The first 100 acts have been booked for this year’s Worcester Music Festival as the event’s trusty band of promoters gets stuck into filling around 150 remaining slots from over 1,100 applications.

Local highlights on the bill include instrumental rockers The Broken Oak Duet, who played at Rise record shop on World Record Store Day, Granny’s Attic, who made the final five in this year’s Young Folk Award at the BBC Radio 2 Folk Awards, and stutter-poppers God Save The King.

Audiences can also catch Worcester folk act Bitterroots, indie rock three-piece The Crooked Empire, gifted guitarist Claire Boswell, and 14-year-old singer-songwriter Jodie Hughes, whose band came second in the UK Battle of the Bands in 2010, when she was just nine.

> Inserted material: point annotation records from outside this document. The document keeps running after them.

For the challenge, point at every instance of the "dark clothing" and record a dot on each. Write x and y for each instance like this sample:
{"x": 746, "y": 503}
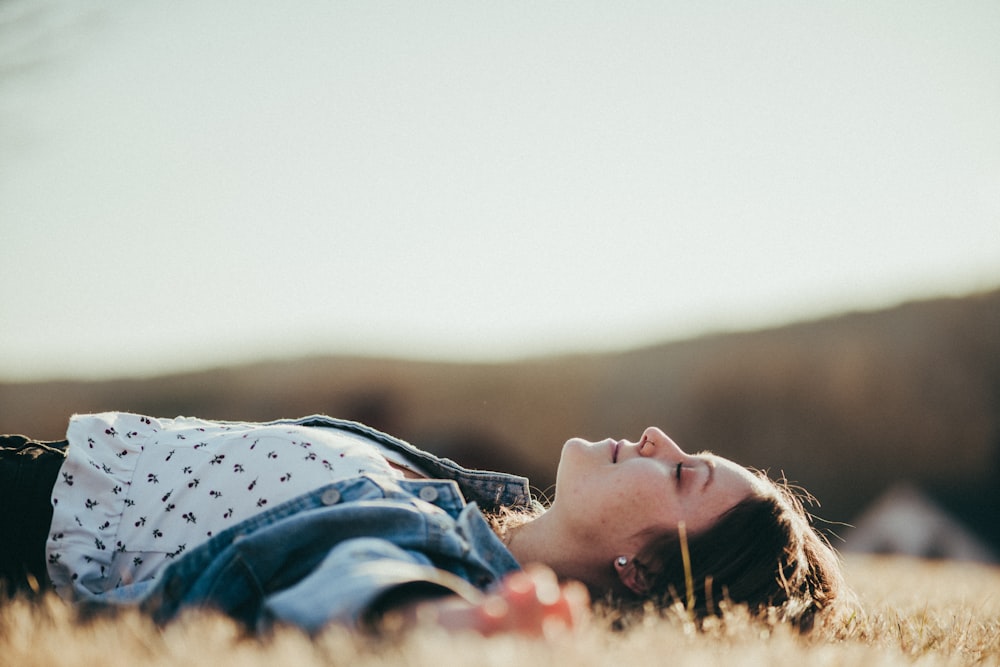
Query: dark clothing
{"x": 28, "y": 471}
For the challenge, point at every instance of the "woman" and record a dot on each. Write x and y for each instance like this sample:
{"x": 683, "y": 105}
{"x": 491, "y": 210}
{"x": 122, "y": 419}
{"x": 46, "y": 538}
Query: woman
{"x": 318, "y": 520}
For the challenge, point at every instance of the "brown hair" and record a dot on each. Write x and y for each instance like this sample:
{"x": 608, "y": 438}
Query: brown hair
{"x": 763, "y": 553}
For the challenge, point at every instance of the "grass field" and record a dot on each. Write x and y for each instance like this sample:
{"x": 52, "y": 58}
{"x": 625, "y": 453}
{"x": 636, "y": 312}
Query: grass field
{"x": 910, "y": 613}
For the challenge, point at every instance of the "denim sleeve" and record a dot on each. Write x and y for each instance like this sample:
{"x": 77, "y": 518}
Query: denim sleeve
{"x": 356, "y": 581}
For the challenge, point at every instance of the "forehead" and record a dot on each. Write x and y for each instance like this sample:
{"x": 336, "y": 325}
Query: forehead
{"x": 735, "y": 478}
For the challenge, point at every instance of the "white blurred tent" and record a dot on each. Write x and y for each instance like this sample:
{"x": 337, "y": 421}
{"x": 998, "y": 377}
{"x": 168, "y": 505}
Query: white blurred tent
{"x": 906, "y": 521}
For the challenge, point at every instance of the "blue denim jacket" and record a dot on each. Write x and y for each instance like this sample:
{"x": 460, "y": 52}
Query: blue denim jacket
{"x": 344, "y": 552}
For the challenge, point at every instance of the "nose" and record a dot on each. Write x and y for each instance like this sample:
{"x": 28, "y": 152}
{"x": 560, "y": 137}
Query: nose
{"x": 655, "y": 442}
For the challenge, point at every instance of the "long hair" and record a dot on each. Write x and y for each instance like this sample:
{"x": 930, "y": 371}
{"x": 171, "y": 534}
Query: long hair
{"x": 763, "y": 553}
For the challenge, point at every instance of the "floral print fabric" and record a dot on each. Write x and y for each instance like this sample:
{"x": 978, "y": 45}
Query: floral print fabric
{"x": 136, "y": 491}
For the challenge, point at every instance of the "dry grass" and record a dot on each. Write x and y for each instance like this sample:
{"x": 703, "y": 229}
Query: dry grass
{"x": 911, "y": 613}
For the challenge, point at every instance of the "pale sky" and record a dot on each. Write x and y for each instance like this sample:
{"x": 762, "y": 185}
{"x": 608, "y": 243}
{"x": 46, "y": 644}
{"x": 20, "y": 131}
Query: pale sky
{"x": 195, "y": 183}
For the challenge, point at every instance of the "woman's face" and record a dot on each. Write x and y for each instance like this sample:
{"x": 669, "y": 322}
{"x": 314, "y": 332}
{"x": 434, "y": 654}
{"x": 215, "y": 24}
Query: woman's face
{"x": 618, "y": 492}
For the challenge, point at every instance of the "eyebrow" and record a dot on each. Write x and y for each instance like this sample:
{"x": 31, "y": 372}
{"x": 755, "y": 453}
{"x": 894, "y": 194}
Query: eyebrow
{"x": 711, "y": 473}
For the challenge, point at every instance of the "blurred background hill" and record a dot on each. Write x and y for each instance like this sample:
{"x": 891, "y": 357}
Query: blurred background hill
{"x": 846, "y": 406}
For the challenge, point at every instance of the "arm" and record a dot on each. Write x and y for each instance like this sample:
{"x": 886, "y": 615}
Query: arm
{"x": 372, "y": 583}
{"x": 530, "y": 602}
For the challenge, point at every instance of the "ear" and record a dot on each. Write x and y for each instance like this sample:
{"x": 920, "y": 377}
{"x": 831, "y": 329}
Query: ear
{"x": 632, "y": 574}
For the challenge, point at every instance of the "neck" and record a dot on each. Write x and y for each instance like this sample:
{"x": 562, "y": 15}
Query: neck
{"x": 541, "y": 541}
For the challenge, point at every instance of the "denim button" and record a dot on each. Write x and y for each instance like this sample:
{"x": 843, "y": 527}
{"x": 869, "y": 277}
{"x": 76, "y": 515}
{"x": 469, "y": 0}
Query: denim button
{"x": 174, "y": 588}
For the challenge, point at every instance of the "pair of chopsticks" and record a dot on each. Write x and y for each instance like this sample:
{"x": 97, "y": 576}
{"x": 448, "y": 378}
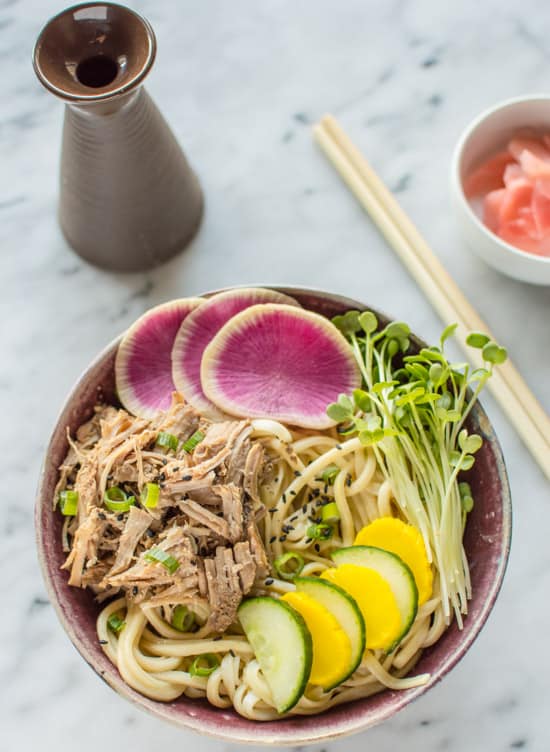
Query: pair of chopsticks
{"x": 510, "y": 390}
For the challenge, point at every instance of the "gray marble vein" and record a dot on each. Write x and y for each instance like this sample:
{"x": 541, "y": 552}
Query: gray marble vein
{"x": 241, "y": 83}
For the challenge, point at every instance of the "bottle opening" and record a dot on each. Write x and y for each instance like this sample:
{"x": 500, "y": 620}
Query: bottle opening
{"x": 96, "y": 71}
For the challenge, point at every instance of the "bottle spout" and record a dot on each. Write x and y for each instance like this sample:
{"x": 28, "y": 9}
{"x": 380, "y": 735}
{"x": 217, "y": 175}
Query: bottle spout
{"x": 94, "y": 52}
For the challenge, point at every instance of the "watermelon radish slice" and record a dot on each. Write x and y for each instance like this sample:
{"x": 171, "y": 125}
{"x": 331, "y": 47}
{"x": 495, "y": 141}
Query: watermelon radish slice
{"x": 143, "y": 365}
{"x": 197, "y": 331}
{"x": 280, "y": 362}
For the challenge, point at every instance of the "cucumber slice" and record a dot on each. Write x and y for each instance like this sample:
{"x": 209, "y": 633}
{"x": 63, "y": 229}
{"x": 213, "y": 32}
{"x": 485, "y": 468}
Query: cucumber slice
{"x": 346, "y": 612}
{"x": 282, "y": 645}
{"x": 396, "y": 573}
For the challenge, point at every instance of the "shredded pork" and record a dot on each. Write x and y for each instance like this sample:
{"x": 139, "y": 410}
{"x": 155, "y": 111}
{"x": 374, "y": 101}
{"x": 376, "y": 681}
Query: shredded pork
{"x": 206, "y": 517}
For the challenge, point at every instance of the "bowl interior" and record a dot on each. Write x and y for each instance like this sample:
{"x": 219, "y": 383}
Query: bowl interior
{"x": 487, "y": 543}
{"x": 492, "y": 130}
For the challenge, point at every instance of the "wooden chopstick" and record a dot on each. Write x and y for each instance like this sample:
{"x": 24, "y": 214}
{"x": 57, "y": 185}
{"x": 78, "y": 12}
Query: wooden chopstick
{"x": 507, "y": 385}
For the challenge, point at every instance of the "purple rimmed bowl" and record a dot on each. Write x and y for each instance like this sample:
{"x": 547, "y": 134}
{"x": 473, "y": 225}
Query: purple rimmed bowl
{"x": 487, "y": 543}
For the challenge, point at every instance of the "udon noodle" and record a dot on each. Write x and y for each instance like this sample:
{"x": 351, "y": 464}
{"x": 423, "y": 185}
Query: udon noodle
{"x": 154, "y": 658}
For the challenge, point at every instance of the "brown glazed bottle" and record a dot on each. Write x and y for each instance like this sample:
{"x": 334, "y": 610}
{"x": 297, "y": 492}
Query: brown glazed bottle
{"x": 128, "y": 198}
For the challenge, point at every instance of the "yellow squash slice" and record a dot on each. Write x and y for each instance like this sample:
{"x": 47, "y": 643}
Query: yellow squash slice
{"x": 331, "y": 645}
{"x": 405, "y": 541}
{"x": 376, "y": 602}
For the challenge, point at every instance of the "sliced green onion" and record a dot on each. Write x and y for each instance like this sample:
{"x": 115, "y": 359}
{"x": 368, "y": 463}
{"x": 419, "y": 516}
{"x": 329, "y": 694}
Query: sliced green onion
{"x": 319, "y": 532}
{"x": 117, "y": 501}
{"x": 150, "y": 495}
{"x": 168, "y": 440}
{"x": 329, "y": 473}
{"x": 198, "y": 668}
{"x": 115, "y": 623}
{"x": 193, "y": 441}
{"x": 289, "y": 565}
{"x": 182, "y": 619}
{"x": 68, "y": 503}
{"x": 330, "y": 512}
{"x": 159, "y": 556}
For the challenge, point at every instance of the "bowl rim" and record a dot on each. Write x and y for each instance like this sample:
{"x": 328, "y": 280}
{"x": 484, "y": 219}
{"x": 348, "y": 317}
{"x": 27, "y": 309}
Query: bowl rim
{"x": 259, "y": 733}
{"x": 458, "y": 187}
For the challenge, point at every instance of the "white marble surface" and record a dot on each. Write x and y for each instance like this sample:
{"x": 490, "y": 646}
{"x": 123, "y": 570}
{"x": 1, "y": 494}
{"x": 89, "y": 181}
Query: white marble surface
{"x": 240, "y": 83}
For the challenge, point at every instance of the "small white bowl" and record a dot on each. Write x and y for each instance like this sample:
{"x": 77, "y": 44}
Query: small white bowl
{"x": 488, "y": 133}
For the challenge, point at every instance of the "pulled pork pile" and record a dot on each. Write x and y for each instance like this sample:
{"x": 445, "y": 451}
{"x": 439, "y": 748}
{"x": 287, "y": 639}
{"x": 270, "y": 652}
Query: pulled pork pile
{"x": 206, "y": 516}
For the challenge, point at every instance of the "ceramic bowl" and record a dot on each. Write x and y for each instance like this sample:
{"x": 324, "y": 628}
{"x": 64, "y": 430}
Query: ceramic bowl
{"x": 487, "y": 542}
{"x": 486, "y": 134}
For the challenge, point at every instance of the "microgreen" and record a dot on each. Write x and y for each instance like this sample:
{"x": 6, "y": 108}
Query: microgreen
{"x": 412, "y": 410}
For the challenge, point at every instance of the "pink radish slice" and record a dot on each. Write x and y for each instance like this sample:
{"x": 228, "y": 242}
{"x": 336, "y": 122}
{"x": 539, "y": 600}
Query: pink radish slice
{"x": 492, "y": 204}
{"x": 518, "y": 195}
{"x": 199, "y": 329}
{"x": 143, "y": 364}
{"x": 532, "y": 155}
{"x": 488, "y": 176}
{"x": 279, "y": 362}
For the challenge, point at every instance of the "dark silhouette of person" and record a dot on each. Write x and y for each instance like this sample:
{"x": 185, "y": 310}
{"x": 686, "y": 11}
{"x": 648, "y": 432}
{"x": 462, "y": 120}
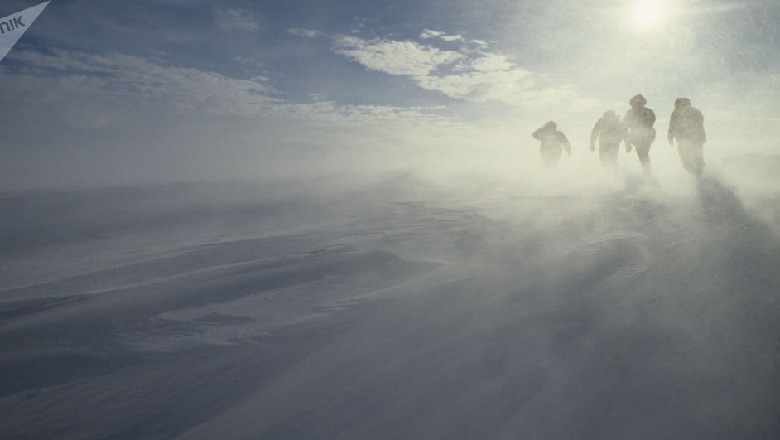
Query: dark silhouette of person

From the county, the festival is set to welcome the likes of Stourbridge math rockers Constant Waves, Malvern pop punk band Dogs of Santorini, Kidderminster’s Marina Del Ray, Evesham folk outfit Skinny River, and Inkberrow looper Tom Forbes, who played at the 02 Academy 3 in 2013.

A few highlights from beyond the county borders include Birmingham’s reggae pop band XOVA, who took Cafe Bliss at Worcester Arts Workshop by storm at last year’s festival, and instrumental rockers Arbour Lights, as well as Somerset’s rumbustious, balkan-inspired folk sextet, M.O.D.

From the east, festival-goers can see Cambridge folk rockers Fred’s House, who have had airplay on BBC 6 Music, and London’s Kill Bill-esque, Japanese pop rock trio, No Cars.

You can find the first 100 acts on our bands page, and we will be announcing more bands and artists soon.

The festival has also had a re-brand to bring it into line with today’s vibrant festival scene, with a new-look website to boot.